Opetaia won the lineal and IBF cruiserweight championship following a twelve-round, unanimous decision victory over three-time cruiserweight champ Mairis Briedis last July 2 in Broadbeach, Australia. Judges John Basile (116-112), Steve Weisfeld (116-112) and Katsuhiko Nakamura (115-113) all scored in favor of Opetaia, who overcame a twice-broken jaw during their terrific fight to end Briedis’ third cruiserweight title reign.
The process to recover from two separate injuries will leave Opetaia out of the ring for more than a year ahead of his maiden title defense.
Poland’s Masternak (47-5, 31KOs) will enter what is surprisingly the first major title fight in his 17-year pro career. The 35-year-old from Wroclaw came up short in a June 2014 interim WBA cruiserweight title fight split decision loss to Youri Kalenga, a defeat he later avenged via sixth round knockout in April 2018. The fight preceded his entry in the second season of the World Boxing Super Series, where he lost a tightly contested unanimous decision in October 2018 to Yuniel Dorticos bookending his two separate title reigns.
Six straight wins have followed for Masternak, including a twelve-round, unanimous decision over unbeaten Jason Wheatley in their IBF title eliminator last October 29 in Zakopane, Poland.
Opetaia’s immediate goal after outpointing Briedis was to target the other champions. The ambition is in line with the history already created by the 27-year-old southpaw, who—at just 16—was the youngest Aussie to ever compete in the Olympics when he represented his nation in the 2012 London Games.
However, the targets are no longer the same from even last summer.
Opetaia’s current reign is second among current cruiserweight titlists only to Arsen Goulamirian (27-0, 18KOs), who was upgraded to WBA ‘Super titlist in 2019 after Oleksandr Usyk abdicated his undisputed championship throne. However, Goulamirian has fought just once in the past three-and-a-half years.
The other two titles have changed hands in 2023.
Badou Jack (28-3-3, 17KOs) became a three-division titlist when he won the WBC cruiserweight title in a twelfth-round knockout of Junior Makabu (29-3, 25KOs) on February 26 in Diriyah, Saudi Arabia. Chris Billam-Smith (18-1, 12KOs) claimed the WBO title in a twelve-round, majority decision over unbeaten Lawrence Okolie, whom he floored three times in their May 27 title fight in his hometown of Bournemouth, England.

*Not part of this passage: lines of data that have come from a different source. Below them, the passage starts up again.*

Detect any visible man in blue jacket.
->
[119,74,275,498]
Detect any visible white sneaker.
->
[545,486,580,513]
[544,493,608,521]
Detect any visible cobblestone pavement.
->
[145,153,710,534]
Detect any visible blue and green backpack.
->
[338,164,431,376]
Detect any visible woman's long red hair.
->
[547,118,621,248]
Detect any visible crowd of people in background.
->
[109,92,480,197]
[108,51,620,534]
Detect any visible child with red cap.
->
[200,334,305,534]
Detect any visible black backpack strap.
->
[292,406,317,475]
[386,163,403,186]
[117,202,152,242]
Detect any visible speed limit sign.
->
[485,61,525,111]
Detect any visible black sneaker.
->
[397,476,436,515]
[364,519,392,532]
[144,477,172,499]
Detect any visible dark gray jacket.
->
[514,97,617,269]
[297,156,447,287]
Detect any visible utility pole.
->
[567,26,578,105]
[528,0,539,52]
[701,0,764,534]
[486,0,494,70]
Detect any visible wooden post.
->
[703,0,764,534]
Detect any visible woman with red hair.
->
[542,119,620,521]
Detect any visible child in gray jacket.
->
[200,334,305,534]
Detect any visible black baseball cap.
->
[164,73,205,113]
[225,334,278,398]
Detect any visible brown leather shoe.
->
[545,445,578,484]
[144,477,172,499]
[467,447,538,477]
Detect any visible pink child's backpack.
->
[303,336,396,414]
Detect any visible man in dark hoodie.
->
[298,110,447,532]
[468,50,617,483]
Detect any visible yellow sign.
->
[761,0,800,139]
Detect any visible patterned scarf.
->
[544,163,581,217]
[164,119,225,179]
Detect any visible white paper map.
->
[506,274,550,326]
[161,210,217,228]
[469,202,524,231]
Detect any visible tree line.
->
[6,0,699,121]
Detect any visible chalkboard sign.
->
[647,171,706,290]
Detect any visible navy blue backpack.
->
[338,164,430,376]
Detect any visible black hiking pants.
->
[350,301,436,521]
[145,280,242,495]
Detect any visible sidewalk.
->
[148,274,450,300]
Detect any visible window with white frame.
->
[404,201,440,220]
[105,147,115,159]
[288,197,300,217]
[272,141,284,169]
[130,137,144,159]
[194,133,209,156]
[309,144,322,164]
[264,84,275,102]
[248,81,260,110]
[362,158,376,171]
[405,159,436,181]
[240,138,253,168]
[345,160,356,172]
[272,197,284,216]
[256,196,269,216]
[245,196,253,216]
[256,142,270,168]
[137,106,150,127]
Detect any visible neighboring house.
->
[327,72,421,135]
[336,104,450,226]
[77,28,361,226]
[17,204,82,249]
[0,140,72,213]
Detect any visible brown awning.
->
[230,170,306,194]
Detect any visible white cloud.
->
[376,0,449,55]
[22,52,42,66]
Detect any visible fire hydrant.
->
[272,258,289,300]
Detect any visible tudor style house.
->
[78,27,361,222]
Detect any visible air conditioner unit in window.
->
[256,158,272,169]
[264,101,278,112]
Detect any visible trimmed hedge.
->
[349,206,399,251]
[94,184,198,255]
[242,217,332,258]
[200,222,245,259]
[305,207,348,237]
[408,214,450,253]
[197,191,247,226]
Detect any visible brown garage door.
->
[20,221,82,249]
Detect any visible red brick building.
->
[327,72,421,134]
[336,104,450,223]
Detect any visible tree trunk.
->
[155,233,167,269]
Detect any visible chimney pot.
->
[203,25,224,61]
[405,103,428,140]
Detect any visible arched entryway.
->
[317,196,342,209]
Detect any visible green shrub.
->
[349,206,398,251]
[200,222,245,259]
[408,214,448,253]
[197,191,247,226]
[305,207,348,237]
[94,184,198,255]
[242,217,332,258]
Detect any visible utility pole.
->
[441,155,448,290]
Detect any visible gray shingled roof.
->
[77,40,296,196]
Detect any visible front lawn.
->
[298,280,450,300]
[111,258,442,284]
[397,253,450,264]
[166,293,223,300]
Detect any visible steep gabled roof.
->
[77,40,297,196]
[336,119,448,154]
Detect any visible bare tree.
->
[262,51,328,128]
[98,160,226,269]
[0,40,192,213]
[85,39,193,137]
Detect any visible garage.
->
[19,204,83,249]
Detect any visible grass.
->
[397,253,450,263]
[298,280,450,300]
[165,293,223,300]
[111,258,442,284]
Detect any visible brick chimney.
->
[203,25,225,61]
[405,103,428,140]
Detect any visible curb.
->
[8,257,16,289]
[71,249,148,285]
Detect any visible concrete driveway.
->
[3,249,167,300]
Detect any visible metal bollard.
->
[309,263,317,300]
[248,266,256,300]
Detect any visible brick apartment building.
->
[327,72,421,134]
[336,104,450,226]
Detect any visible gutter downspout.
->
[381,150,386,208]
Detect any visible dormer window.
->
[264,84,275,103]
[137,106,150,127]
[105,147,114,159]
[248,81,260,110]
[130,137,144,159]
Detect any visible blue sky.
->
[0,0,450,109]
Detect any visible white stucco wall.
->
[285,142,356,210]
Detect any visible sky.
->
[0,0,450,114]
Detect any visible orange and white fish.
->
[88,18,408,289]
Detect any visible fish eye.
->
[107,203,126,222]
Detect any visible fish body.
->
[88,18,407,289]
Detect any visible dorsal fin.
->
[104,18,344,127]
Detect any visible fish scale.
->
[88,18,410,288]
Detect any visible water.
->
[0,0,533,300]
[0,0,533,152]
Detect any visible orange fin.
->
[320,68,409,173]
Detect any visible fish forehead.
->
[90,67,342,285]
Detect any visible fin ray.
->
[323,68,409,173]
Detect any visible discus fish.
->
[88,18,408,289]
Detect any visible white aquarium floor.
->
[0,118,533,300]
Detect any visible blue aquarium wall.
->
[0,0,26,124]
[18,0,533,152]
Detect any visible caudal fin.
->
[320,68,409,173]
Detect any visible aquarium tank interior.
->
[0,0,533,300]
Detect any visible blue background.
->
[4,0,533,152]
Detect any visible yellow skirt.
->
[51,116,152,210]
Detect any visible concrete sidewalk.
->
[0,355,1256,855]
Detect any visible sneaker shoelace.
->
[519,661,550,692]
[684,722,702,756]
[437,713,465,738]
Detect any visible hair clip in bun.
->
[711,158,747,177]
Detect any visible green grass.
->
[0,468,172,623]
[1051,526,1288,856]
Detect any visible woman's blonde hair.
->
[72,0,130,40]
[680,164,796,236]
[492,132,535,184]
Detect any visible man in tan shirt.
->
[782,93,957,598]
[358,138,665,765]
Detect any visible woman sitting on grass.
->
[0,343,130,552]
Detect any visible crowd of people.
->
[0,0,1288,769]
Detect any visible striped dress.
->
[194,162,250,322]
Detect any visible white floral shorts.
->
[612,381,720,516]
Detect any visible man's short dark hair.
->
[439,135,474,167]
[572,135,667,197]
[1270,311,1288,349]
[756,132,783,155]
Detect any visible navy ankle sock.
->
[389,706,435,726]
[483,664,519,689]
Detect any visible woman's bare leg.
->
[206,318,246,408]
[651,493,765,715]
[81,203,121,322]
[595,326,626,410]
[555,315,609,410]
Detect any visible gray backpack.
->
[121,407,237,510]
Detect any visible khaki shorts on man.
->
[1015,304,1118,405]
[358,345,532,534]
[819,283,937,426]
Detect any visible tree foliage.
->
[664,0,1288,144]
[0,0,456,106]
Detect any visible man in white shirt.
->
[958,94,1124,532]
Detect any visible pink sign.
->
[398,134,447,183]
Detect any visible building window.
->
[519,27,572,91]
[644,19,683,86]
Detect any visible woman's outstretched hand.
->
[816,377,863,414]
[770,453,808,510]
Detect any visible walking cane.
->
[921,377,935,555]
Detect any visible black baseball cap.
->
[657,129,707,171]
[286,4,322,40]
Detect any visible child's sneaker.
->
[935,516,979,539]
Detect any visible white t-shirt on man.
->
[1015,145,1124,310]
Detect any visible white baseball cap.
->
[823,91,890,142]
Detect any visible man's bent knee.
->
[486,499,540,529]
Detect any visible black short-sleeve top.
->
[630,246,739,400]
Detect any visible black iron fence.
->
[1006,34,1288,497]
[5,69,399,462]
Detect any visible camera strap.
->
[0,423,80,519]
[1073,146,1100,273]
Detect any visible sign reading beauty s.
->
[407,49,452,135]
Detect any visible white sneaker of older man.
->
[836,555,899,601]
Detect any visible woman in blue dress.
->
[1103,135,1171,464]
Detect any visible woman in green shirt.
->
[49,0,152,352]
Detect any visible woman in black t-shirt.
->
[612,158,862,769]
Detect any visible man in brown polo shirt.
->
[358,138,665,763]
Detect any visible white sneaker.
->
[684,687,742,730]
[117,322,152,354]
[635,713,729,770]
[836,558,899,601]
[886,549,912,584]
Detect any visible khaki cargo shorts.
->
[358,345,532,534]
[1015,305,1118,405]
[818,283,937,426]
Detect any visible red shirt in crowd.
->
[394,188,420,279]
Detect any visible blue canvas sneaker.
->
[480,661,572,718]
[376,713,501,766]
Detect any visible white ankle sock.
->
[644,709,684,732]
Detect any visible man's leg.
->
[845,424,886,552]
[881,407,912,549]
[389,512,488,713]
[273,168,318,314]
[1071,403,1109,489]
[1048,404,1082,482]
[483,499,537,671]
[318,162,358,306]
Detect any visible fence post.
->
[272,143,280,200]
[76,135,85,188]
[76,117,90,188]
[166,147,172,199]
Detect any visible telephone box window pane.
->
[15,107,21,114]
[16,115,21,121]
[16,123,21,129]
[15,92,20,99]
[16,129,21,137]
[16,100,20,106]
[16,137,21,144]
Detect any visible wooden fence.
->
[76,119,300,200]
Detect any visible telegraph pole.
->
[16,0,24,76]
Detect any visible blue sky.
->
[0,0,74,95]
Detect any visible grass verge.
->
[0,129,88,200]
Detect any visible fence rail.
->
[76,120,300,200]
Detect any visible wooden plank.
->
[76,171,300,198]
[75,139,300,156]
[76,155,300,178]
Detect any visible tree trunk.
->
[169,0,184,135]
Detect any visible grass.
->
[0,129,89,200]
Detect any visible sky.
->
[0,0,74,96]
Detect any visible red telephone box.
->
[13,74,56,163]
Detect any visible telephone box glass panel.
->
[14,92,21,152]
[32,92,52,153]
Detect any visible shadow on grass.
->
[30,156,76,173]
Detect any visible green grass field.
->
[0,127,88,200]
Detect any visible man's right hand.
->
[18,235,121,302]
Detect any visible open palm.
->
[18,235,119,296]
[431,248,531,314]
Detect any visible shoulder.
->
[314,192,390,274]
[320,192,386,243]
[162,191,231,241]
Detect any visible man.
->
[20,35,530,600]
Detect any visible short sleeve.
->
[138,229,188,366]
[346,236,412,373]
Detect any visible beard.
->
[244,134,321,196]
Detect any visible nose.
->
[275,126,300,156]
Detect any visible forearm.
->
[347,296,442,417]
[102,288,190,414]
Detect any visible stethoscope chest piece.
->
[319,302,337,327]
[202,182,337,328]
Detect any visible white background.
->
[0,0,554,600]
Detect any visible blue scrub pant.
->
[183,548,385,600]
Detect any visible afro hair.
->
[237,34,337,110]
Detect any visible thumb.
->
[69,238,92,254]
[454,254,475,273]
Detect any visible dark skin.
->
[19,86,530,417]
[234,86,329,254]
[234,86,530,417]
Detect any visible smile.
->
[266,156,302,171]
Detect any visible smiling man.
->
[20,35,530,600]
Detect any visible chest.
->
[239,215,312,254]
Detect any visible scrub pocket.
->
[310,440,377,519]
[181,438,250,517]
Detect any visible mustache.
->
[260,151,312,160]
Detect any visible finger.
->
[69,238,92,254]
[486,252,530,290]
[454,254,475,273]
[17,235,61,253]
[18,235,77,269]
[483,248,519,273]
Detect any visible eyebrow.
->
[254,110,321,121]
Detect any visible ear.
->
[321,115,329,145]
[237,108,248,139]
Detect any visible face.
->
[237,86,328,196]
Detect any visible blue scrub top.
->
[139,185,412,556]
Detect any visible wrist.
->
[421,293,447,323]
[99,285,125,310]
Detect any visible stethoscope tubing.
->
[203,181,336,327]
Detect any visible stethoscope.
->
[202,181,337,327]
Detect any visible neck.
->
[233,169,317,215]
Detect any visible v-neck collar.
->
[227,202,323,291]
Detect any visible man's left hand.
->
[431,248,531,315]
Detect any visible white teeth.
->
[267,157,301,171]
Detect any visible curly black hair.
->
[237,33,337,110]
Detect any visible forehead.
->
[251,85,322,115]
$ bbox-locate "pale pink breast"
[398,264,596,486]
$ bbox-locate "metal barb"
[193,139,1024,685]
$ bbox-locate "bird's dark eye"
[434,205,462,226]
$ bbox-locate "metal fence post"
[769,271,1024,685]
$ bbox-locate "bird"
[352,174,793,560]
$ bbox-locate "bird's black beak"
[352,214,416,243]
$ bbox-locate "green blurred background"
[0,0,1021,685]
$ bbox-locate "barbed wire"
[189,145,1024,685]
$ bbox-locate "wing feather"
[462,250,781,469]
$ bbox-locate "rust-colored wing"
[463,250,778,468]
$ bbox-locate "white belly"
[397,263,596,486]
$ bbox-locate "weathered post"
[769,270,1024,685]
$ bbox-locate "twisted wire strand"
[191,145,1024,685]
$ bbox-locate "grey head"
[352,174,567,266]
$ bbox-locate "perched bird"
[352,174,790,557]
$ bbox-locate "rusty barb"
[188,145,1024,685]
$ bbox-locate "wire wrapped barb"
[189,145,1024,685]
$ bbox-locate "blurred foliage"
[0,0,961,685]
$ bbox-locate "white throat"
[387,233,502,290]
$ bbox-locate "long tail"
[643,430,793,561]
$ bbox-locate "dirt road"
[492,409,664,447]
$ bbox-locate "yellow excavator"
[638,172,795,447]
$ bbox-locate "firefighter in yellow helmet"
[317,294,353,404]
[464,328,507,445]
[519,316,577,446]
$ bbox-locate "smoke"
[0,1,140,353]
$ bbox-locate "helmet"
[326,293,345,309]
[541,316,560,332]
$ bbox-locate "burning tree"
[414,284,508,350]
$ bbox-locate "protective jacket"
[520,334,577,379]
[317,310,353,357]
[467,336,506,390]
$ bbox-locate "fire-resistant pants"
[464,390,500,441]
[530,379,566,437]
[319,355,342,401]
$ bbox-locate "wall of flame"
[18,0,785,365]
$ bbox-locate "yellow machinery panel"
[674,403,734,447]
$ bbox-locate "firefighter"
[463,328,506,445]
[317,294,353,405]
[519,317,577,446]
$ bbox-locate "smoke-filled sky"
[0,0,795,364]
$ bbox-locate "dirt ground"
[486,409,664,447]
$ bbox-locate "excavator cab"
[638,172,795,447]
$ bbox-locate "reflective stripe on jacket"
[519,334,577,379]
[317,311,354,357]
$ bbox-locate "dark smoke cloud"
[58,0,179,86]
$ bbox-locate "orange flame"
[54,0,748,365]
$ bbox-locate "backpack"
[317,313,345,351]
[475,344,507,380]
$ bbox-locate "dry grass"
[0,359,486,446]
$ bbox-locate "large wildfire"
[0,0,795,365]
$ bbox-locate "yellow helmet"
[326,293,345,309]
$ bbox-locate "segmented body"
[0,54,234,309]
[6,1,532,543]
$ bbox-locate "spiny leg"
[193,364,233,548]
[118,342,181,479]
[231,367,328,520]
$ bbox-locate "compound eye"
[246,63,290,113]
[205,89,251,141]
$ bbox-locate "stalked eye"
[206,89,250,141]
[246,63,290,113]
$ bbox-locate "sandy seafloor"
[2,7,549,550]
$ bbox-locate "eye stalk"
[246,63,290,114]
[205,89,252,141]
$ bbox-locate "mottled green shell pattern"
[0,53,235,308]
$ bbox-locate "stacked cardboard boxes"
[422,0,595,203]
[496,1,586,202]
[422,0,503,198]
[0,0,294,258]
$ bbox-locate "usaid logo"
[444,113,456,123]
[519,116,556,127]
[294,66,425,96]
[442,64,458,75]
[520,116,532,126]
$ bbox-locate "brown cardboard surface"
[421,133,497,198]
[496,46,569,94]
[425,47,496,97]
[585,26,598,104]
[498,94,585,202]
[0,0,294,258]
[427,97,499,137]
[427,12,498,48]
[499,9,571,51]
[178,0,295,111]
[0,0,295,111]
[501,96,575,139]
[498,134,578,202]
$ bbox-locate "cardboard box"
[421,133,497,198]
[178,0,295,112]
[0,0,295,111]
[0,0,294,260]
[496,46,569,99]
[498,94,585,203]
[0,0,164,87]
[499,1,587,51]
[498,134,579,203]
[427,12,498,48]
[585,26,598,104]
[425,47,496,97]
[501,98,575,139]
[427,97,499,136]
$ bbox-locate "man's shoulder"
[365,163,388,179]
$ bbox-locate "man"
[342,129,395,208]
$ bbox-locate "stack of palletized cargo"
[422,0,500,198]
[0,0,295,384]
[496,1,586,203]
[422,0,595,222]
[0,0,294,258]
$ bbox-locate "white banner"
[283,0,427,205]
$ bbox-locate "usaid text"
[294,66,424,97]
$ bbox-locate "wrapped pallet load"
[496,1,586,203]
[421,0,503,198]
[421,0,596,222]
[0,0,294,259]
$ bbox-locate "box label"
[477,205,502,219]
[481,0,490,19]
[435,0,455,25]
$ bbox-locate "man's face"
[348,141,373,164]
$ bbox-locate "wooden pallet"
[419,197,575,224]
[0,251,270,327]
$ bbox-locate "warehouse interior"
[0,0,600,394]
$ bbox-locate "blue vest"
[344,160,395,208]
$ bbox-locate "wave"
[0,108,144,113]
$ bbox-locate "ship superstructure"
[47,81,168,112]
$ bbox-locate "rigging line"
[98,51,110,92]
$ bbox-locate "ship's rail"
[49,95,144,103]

The year to date has been a brutal reminder for all fighters to focus on the task at hand. Any thoughts of further unifying the division remain on hold until Opetaia can first get past Masternak—assuming he is fully healed and that ring rust is not a factor.
“It’s very frustrating to be held back by these small things we can’t control,” Opetaia noted prior to surgery. “But I will be back better and stronger and I will be coming to collect the rest of my belts.”